Obgleich das eckige Mauerwerk überwiegend in romanischer Schlichtheit gehalten
war, traten hier und dort kunstvolle Türmchen, Erker, Portale und
Kapellenauswölbungen mit verspielter Ornamentik hervor. Die Anlage erstreckte
sich zwischen zwei burgähnlichen Mauertürmen von einem Inselende zum anderen.
Es bedurfte keiner großen Phantasie, sich die ungezählten Flure und Gänge im
Innern des alten Kastens vorzustellen und wie leicht man sich in ihnen verirren
konnte. Der altehrwürdige Bau wirkte völlig marode und grau und überhaupt dem
Gefängnis des Grafen von Monte Christo nicht unähnlich. Und doch schmeichelte
ihm die Morgenröte so charmant, tauchte ihn in solch berückende warme Farbtöne,
daß es eine einzige Augenweide war.
    Ganz in unserer Nähe ragte ein arg einsturzgefährdet
wirkender Anlegesteg ins Wasser. Die krummen und schiefen Planken der morschen
Holzkonstruktion krümmten sich an den Seitenenden wie die Zehennägel einer
häßlichen Kreatur nach oben. Daran war eine Fähre vertäut, die offenkundig aus
einem anderen Jahrtausend stammte, ein schlichter und wie von einem
Schreinerlehrling an seinem ersten Arbeitstag gezimmerter Kasten und, wen
wundert's, genauso morsch.
    In Begleitung unserer fürsorglichen Pfleger begaben wir
uns zu diesem Steg. Ich schöpfte schon ein wenig Hoffnung und begann Pläne zur
Flucht zu schmieden, weil ich mir ausrechnete, daß die beiden nicht dieses
archaische Ungetüm lenken und gleichzeitig Refizul und mich in Schach halten
würden können.

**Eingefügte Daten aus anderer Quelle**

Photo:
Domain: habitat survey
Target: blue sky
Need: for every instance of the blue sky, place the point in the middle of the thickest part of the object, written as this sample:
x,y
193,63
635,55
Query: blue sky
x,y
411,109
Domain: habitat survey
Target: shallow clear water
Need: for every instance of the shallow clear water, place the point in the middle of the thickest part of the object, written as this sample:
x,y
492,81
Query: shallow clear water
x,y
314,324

Doch gerade als wir das Ende des Stegs erreichten, versperrte
uns mit einem lauten Schiuuuw! eine recht beeindruckende Gestalt den Weg. Das
Ganze war einigermaßen wundersam, allerdings hatte ich beim Ausbrüten der
Fluchtgedanken weder nach rechts noch nach links geguckt, sondern alles um mich
herum ausgeblendet, so daß es durchaus möglich war, daß ein Fremder außerhalb
meines Wahrnehmungskreises aus dem Nichts auftauchen konnte.

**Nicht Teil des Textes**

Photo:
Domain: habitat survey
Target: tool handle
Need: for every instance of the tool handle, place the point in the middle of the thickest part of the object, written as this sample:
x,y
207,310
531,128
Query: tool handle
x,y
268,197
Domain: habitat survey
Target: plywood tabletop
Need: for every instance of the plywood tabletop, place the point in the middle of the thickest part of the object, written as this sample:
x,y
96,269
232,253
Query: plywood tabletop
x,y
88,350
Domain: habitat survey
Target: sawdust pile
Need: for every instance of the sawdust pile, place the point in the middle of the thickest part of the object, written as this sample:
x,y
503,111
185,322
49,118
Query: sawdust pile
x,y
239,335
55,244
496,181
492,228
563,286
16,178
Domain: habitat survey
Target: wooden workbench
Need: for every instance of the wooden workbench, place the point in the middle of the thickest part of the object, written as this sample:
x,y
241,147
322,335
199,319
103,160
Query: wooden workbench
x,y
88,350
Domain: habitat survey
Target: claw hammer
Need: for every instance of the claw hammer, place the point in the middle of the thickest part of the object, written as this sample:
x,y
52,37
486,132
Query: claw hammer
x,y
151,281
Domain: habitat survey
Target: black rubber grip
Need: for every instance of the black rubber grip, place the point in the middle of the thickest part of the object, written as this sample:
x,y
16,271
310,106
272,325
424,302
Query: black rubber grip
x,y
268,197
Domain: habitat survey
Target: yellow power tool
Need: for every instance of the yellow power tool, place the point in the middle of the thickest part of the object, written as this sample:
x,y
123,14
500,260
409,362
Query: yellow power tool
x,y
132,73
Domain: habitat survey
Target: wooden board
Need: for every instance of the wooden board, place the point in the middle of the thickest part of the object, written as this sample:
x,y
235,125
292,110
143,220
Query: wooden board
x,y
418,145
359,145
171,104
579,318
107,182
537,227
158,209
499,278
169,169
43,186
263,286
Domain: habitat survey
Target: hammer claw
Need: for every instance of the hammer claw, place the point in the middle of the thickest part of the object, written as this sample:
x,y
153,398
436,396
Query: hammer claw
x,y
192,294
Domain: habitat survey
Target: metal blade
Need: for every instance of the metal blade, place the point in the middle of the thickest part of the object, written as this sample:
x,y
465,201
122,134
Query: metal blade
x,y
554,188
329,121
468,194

    Dieser Fremde entsprach von seinem Erscheinungsbild her
irgendwie dem maroden Anlegesteg. Sein Gesicht war das eines knochigen
Kröterichs, es bestand nur aus Runzeln und war trotz des Traumsommers bleich
wie ein Leichentuch. Ein weißer Kaktusbart sproß ihm aus den hohlen Wangen, die
milchig trüben Augen lagen in tiefen Höhlen. Der greisenhafte Mann trug einen
dunklen Schlapphut aus wie mürbe gekautem Leder und eine Art Pelerine, die
farblich und von der Beschaffenheit her der Kopfbedeckung ähnelte. Er stemmte
sich auf einen verkrüppelten Pflock, augenscheinlich der Antrieb seines
Wassertaxis zu der anderen Welt.
    »Grüß dich, Charon«, sagte der Panzermann zu dem
Kröterich, der so grimmig dreinblickte, als wolle er kleinen Kindern Alpträume
bescheren. »Na, alles frisch? Och, Entschuldigung! Hab vergessen, daß der
Ausdruck mit deiner Gesichtsfarbe kollidiert. Nichts für ungut, Mann, bring uns
einfach rüber.«
    »Den Obolus!« tönte Charon mit der knarzigen Stimme eines
kaputten Science-fiction-Film-Roboters.
    Ich glaubte an einen weiteren Witz, denn weshalb sollten
die Angestellten für einen Shuttledienst zu ihrem Arbeitsplatz bezahlen, wo
doch so was normalerweise von der Firma geregelt wurde? Doch es war kein Witz,
ganz im Gegenteil. Der Hüne griff in die Hosentasche und zog daraus nicht
irgendeinen langweiligen Schein hervor, sondern wahrhaftig einen Goldtaler.
Dieser funkelte augenblendend in dem intensiver gewordenen Sonnenschein. Charon
überprüfte die Echtheit der Münze, indem er mit seinen wie gesprengte
Steinblöcke wirkenden Vorderzähnen hineinbiß, ließ sie dann in der Pelerine
verschwinden und machte den Weg frei.